For college athletes, especially football players, getting in trouble with the law is nothing new, but many people may be surprised at just how common this is. One out of every fourteen players from the preseason Top 25 NCAA football teams in 2010 were found to have been charged with or cited for a crime according to the recently released results of a special investigation conducted by Sports Illustrated and CBS News.
A large number, nearly forty percent, of these charges were for serious offenses including assault and battery, domestic violence, robbery and sex offenses. In most cases the player had been found or pled guilty or faced some penalty as a result.
Despite this all being public information, in most cases the team coaches or their schools hadn't seen it because criminal background checks weren't done.
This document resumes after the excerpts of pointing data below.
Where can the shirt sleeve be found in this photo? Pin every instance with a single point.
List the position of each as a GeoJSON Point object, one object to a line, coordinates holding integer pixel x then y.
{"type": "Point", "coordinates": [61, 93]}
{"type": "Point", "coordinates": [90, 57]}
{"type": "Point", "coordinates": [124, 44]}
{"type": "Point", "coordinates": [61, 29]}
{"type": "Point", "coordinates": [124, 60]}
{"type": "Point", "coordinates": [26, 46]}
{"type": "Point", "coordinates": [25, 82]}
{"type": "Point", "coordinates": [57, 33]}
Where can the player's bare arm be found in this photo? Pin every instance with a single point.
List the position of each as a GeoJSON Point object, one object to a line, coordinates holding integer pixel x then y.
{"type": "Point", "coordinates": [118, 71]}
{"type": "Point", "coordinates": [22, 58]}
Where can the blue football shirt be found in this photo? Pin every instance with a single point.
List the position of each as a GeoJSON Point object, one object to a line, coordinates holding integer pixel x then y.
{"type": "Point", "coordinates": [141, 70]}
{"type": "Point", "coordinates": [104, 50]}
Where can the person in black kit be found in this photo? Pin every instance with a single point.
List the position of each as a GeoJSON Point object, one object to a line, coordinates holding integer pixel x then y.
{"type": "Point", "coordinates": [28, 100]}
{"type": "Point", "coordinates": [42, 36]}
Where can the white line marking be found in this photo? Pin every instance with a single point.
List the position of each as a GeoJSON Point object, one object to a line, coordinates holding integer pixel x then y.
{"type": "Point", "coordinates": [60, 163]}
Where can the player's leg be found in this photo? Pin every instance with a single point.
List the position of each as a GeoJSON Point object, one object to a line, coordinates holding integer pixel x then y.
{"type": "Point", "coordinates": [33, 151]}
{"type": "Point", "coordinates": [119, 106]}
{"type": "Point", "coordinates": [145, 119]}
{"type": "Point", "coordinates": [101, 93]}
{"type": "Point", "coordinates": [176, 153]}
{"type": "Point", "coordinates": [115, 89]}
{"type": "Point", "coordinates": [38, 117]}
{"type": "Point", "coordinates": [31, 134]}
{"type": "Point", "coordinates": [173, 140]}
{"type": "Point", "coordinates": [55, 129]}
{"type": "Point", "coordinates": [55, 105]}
In fact only two of the twenty-five schools routinely performed any kind of criminal background check.
Currently NCAA rules don't address this as a part of the recruiting process or for keeping an athlete in good standing. If a student athlete received a car from a team booster with a car dealership the NCAA rules address that, but if they steal a car from that same dealership they don't.
Given obvious pressures to win, and possibly look the other way, this has got to change. The NCAA or the regional conferences have got to mandate that background checks are run on all prospective athletes before they are granted admission and allowed to play each year.
Any individual institution that began running them on their own would simply be at too great a competitive disadvantage without a universal mandate. This will put all institutions on a level playing field -- certainly something that should be a key objective of the NCAA.
Nobody is suggesting that student athletes don't deserve second chances -- we all do. Someone who has or is genuinely turning their life around should be seriously considered. Someone, however, with an ongoing history of serious problems who remains a potential threat to those around them shouldn't be afforded a prestigious place on campus. Each program needs to be able to make informed decisions about this and will need criminal background information to accomplish that.
If the NCAA doesn't act, there is little doubt that other authorities will have to. The United States Court of Appeals for the 11th Circuit, for example, already held in 2007 that a sexual assault survivor could sue their university under Title IX's gender equity requirements for recruiting their alleged assailant to be a student athlete despite a known history of sexual violence. If something isn't done to stop the recruitment of players with a history of violence this type of court ruling will only become more common.
In the last 20 years we've come a long way in recognizing that our nation's college and university campuses aren't immune from the crimes that threaten our broader society, and have ensured that they are much better protected than before. Making sure we don't recruit dangerous felons to be student athletes is a common sense piece of the puzzle in protecting campus communities and is something that should be put in place as soon as possible.